THIS AGREEMENT is made and entered into as of the 30th day of June 2009, by and between DST Systems, Inc., a Delaware corporation (“DST”) and Stephen C. Hooley, an individual (“Executive”).

NOW, THEREFORE, in consideration of the mutual covenants and agreements herein contained, it is agreed by and between DST and Executive as follows:

1.         EMPLOYMENT. Executive shall commence employment as the President and Chief Operating Officer of DST and may hold such other offices as the parties from time to time agree. Executive shall have such duties, powers and responsibilities as may be prescribed by the Certificate of Incorporation and By-Laws of DST, or prescribed or delegated from time to time by the Chief Executive Officer or other officer to whom Executive reports, subject to the powers vested in the DST Board of Directors (the “DST Board”) and in DST stockholders. Executive shall faithfully perform his duties under this Agreement to the best of his ability and shall devote substantially all of his working time and efforts to the business and affairs of DST and its affiliates. Executive shall maintain his personal executive office in the metropolitan area where the DST maintains its headquarters, with the understanding that Executive may travel on business to the extent consistent with Executive’s employment obligations.

 

2.

COMPENSATION.

(a)       BASE COMPENSATION. At the commencement of his employment, Executive’s annual base salary (“Base Salary”) shall be Five Hundred Fifty Thousand Dollars ($550,000), subject to adjustment from time to time as agreed by the parties.

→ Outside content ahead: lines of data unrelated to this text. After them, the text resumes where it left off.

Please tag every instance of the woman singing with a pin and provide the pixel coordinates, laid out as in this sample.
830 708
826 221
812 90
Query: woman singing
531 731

(b)       INCENTIVE COMPENSATION. Executive shall be eligible to participate in any DST annual incentive award program available to senior executives (“Program”) and shall begin such participation, on a pro rata basis, with the 2009 performance year. Executive’s participation shall be under such terms as are determined from time to time by the DST Board or the Compensation Committee or other appropriate committee of the DST Board (the “DST Compensation Committee”). Payment to Executive of an annual bonus (“Annual Incentive”) may depend on achievement of DST or other goals as the DST Compensation Committee determines. Executive shall commence participation in the Program at the following Threshold, Target and Maximum opportunity levels, which are percentages of Base Salary:

 

Threshold

Target

Maximum

100%

200%

300%

 

Any payout upon goal achievement may consist of any combination of cash, deferred cash or other award components selected by the DST Compensation Committee. The terms of Executive’s participation in a Program are established by the DST Board or the DST

 

 

 


Compensation Committee and not by this Agreement, and the DST Compensation Committee may change, revoke, or terminate a Program and may exercise its discretion with respect thereto. The actual amount of any Annual Incentive earned will be based upon meeting specific goals set in accordance with the Program.